In the Fast Lane

For senior Diego Yuman, drifting has made him who he is today


Cate Taggart, co-copy editor

Accelerating quickly, he heads down Shawnee Mission Parkway near Johnson Drive and makes a sharp left turn while pulling up the on the handbrake. The tires on senior Diego Yuman’s car screech as his car slides sideways before coming to a slow stop.

The technique, known as drifting, occurs when the driver intentionally oversteers in a specific direction to lose traction in the rear wheels, while still remaining in control and continuing to drive the car.

“The rush of drifting and driving is extremely natural to me,” Yuman said. “It’s a second nature. I don’t know what’s going on around me, I only know what’s going on in my line of sight.”

Yuman’s fascination with cars began in seventh grade, when he started working on small engines with a friend. They used a lawnmower engine to build an automatic bicycle. Later, Yuman worked at his uncle’s auto shop and, by age 16, had a good idea of how to perform exhaust pipe repairs and oil changes. After working in his uncle’s shop for over two years, Yuman decided to take a look into working in a larger shop.

“I decided to work at Morrie’s Auto Shop after gaining more skills from my uncle” Yuman said. “When I work on cars, I do everything. There’s not anything I haven’t done.”

The only thing that prevented him from getting more involved with drifting instead of just working on cars was his mom’s dislike of the activity.

“At first, my mom hated me drifting,” Yuman said. “Then, I took her to an event in Topeka I was drifting at. She sat in the car with me and flipped out at first, but ended up liking it. She realized how hard I was working and why this was important to me. She likes me drifting now because she realizes how much time and money I’m spending on something I’m passionate about.”

Yuman spends countless hours fixing his BMW and has spent thousands of dollars to make it just how he wants it.

“I’ve spent about $9,500 to $10,000 on the car” Yuman said.

Since then, Yuman has become a part of something much bigger than just building electric bicycles. Yuman has connected with the KC Drift Community, an organization that promotes drifting.

“We don’t usually call it a club, but I can see why other people do,” Yuman said. “It’s really just a group of us who drive together and race together. We just hang out and talk. If someone needs help with their car, we all get together to help out.”

Although drifting is considered illegal on public property, drivers can practice on privately owned lots or certified tracks. Drivers can potentially be charged with dangerous handling of a motor vehicle, damage to public property due to skid marks, and endangering the public if they drift on public roads or parking lots or with trespassing on private property if they practice on a person’s land without their permission.

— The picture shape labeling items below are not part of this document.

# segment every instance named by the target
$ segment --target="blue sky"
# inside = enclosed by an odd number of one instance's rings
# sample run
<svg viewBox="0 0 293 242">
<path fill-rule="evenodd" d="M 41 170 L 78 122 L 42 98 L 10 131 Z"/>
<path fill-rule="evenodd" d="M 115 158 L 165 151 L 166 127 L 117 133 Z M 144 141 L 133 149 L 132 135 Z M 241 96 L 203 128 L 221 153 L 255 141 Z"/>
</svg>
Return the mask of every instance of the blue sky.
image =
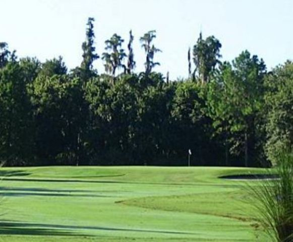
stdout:
<svg viewBox="0 0 293 242">
<path fill-rule="evenodd" d="M 96 20 L 100 55 L 113 33 L 127 42 L 132 29 L 137 72 L 145 59 L 139 37 L 156 30 L 155 44 L 163 51 L 155 57 L 161 64 L 156 70 L 169 71 L 171 79 L 187 76 L 187 50 L 201 30 L 204 37 L 220 40 L 222 60 L 248 49 L 270 69 L 293 58 L 291 0 L 1 0 L 0 6 L 0 41 L 20 57 L 44 61 L 62 55 L 70 69 L 81 62 L 88 17 Z M 96 62 L 103 72 L 101 60 Z"/>
</svg>

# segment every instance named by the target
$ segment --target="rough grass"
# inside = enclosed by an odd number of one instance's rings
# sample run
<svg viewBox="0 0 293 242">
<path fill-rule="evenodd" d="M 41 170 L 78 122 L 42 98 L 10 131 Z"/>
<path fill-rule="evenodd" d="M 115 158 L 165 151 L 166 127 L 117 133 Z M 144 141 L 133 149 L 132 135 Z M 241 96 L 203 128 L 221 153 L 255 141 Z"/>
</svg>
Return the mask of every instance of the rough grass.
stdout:
<svg viewBox="0 0 293 242">
<path fill-rule="evenodd" d="M 244 183 L 218 178 L 262 172 L 219 167 L 2 168 L 0 241 L 264 241 Z"/>
</svg>

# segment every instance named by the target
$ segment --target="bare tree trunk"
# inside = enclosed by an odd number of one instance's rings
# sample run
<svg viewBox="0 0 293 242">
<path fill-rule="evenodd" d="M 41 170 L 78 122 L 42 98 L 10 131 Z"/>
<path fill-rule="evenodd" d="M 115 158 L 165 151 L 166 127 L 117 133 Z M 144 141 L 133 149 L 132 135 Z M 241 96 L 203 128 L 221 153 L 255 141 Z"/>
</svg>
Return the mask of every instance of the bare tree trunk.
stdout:
<svg viewBox="0 0 293 242">
<path fill-rule="evenodd" d="M 248 166 L 248 137 L 247 136 L 247 132 L 245 132 L 244 135 L 245 139 L 245 166 Z"/>
</svg>

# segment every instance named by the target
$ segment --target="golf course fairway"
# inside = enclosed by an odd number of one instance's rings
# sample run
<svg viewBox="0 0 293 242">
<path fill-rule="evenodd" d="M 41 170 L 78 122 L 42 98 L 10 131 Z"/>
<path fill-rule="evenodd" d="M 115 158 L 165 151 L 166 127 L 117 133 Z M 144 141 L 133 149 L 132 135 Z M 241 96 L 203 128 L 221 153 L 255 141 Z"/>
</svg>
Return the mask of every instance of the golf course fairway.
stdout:
<svg viewBox="0 0 293 242">
<path fill-rule="evenodd" d="M 0 241 L 267 241 L 245 189 L 260 182 L 218 178 L 263 171 L 2 168 Z"/>
</svg>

“There is always a chance that something awful could happen, whether one of us gets hurt or if one of us crashes” Yuman said “There is a huge chance that one of us could get pulled over while driving over the speed limit or on private property. It’s a chance were willing to take.”

For Yuman, everything changes when he takes a seat in the driver’s side of a car. Driving goes from being an everyday activity most people have to do, to something sensational.

Nineteen-year-old Brad Barr has known Yuman for two years and first started spending time with him in the auto shop Yuman worked at. Cars were the first thing that the two bonded over.

“I remember when he had his Audi: it was in the shop more than he drove it,” Barr said. “When he got another BMW that he said he was going to fully build, I knew he was going to put a lot of time to making sure it was built exactly how he wanted.”

Yuman’s dedication to cars is unbelievable, his biggest hope is to continue this after high school.

“I most definitely want to do this post-high school,” Yuman said. “But I also know that something might happen. Once you do it, it’s like you can’t stop, you can’t go back. There’s no way to avoid this.”